What is the toxic dose?

Unfortunately, there is no well-established toxic dose for any of these fruits and some dogs may have individual sensitivities, causing poisoning to occur with smaller ingestions compared to other dogs. At this time, there is no way to predict which dogs may be more susceptible to poisoning.

Why are raisins, grapes, and currants toxic?

Currently, it is not known why these fruits are toxic. Over the years, there has been speculation that the toxicity may be due to a mycotoxin (a toxic substance produced by a fungus or mold) or a salicylate (aspirin-like) drug that may be naturally found in the grape, resulting in decreased blood flow to the kidneys. More recently, tartaric acid has been proposed as the culprit. Tartaric acid is present in the fruit and may differ in concentration depending on the ripeness/maturity of the grape. Because of the unknowns regarding toxicity with grapes/raisins, any exposure is a cause for concern.

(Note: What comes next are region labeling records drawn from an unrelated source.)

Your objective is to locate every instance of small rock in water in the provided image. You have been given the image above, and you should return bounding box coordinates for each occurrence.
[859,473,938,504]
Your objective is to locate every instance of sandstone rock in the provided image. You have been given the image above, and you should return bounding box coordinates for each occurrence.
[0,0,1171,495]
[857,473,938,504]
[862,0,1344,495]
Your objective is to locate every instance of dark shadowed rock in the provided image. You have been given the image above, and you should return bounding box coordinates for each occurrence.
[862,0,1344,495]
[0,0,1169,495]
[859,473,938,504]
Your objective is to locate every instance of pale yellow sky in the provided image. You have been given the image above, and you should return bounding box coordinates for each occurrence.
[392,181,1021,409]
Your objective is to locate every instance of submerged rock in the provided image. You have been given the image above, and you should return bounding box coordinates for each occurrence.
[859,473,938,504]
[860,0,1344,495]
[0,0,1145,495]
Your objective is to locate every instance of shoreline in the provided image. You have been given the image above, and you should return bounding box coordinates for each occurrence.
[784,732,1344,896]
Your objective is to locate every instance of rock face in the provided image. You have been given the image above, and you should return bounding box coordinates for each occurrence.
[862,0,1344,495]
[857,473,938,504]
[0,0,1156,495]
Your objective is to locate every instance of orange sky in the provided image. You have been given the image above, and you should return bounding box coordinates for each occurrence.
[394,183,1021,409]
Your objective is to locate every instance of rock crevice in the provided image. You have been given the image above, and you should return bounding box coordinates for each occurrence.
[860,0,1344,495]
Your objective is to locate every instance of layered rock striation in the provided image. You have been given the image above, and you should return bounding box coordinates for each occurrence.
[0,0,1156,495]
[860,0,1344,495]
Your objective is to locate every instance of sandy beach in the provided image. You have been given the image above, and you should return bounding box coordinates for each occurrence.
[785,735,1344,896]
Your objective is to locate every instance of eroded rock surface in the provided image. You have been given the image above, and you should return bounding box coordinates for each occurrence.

What should I do if my dog eats grapes or raisins?

If you suspect that your pet has eaten any of these fruits, immediately contact your veterinarian or Pet Poison Helpline at 1-800-213-6680. Since there are still many unknowns associated with this poisoning, it is better not to take any risks when it comes to your dog's health. As with any toxin, the sooner the poisoning is diagnosed and treated, the better the prognosis.

What are the symptoms of grape or raisin toxicity?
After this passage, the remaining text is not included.